O prefeito Neco destacou a preocupação com os moradores do Açu, já que no último mês houve um avanço significativo do mar. “A empresa Prumo já fez um estudo da situação, mas achei melhor solicitar um novo. Recorri ao deputado Roberto Henriques e ele me colocou em contato com o INPH, que é o órgão oficial do governo federal e um instituto muito sério. Queremos que os moradores do Açu fiquem tranquilos”, pontuou o prefeito.

Para o deputado estadual Roberto Henriques, o problema também tem solução. “Não queremos que ocorra no Açu o que aconteceu em Atafona, por isso estamos lutando para solucionar o problema no início. Já vimos, através do estudo do INPH, que Atafona tem jeito e vou batalhar sempre para que ela seja recuperada, mas não precisamos deixar que as famílias do Açu percam suas casas para agir e é isso que estamos fazendo aqui”, concluiu o deputado.

Ao longo do ano a população, de aproximadamente dois mil habitantes, do quinto distrito de São João da Barra tem se preocupado com a erosão e a diminuição da faixa de areia na praia. Nos últimos meses o mar avançou algumas vezes, mas, no último dia 24 de setembro, a situação piorou. O mar invadiu várias casas, a Avenida Atlântica, as ruas do Destacamento de Policiamento Ostensivo (DPO) e da Escola Municipal Chrisanto Henrique de Souza. Segundo a Defesa Civil, nenhuma família precisou ser removida de suas casas.

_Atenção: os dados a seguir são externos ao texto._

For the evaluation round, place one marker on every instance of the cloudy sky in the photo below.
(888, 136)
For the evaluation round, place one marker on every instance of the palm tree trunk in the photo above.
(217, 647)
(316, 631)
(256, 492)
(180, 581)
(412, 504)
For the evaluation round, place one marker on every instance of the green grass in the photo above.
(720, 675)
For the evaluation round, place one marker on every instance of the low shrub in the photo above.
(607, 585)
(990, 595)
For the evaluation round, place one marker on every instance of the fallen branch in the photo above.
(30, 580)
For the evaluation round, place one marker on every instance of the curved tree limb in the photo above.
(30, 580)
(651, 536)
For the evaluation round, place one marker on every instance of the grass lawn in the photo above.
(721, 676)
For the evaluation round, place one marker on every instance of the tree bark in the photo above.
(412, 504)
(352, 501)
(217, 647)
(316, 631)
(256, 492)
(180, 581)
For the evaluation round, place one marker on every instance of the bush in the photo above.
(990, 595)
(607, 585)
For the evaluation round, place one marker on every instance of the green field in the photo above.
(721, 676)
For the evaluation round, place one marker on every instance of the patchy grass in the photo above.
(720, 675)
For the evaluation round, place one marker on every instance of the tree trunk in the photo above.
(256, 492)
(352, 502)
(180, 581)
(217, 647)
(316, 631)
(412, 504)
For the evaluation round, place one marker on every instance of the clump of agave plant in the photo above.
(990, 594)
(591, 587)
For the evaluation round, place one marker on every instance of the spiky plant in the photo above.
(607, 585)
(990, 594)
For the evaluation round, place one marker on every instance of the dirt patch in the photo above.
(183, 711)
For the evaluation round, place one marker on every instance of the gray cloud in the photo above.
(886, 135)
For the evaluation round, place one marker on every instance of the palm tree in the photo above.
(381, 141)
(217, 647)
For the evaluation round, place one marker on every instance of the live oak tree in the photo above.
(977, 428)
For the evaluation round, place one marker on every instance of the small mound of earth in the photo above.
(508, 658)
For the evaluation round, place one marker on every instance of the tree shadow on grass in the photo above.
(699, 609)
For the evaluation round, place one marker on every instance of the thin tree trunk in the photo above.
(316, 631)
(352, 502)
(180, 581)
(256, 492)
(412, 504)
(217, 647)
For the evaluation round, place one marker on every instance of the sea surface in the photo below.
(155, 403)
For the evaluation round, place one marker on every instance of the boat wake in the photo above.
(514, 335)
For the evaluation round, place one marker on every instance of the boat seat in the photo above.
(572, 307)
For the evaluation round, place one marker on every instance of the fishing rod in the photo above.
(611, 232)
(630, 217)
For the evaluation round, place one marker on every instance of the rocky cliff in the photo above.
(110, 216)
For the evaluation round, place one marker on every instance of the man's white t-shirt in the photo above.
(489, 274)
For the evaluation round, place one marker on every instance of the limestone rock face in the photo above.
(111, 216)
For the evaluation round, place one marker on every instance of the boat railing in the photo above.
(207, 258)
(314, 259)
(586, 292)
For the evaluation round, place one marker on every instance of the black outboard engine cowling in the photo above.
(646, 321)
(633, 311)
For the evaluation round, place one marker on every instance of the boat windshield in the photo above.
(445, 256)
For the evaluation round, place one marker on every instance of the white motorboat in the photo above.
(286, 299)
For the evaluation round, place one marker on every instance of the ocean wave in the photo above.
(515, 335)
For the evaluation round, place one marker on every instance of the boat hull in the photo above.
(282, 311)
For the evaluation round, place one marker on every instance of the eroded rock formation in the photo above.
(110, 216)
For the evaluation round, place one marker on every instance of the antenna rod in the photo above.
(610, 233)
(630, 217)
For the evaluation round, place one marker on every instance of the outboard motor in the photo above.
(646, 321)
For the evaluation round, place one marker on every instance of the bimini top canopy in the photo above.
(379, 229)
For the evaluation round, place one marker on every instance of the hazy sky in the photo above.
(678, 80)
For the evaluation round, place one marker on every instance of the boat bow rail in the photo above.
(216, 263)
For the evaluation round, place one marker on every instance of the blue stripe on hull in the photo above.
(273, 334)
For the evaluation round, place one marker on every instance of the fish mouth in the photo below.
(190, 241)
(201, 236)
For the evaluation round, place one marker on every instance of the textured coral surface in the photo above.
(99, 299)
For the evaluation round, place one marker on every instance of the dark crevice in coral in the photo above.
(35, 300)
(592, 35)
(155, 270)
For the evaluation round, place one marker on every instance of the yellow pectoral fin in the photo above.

O deputado estadual Roberto Henriques solicitou no ano passado ao Instituto Nacional de Pesquisas Hidroviárias (INPH) um projeto de recuperação da orla do balneário de Atafona de forma definitiva, assim como a melhoria do terminal pesqueiro. Após meses de estudo, foi apresentado, no último mês de agosto, na prefeitura de São João da Barra, um projeto conceitual onde mostrava que a recuperação era possível e viável. Agora em dezembro será entre o projeto final com orçamentos para que a obra possa ser licitada. A princípio seriam recuperados quatro quilômetros de praia, no sentido Atafona-Grussai, e aumentada a faixa de areia em cerca de 100 metros. A previsão é que a obra seja orçada entre 140 e 180 milhões de reais e recursos dos governos federal, estadual e municipal sejam utilizados.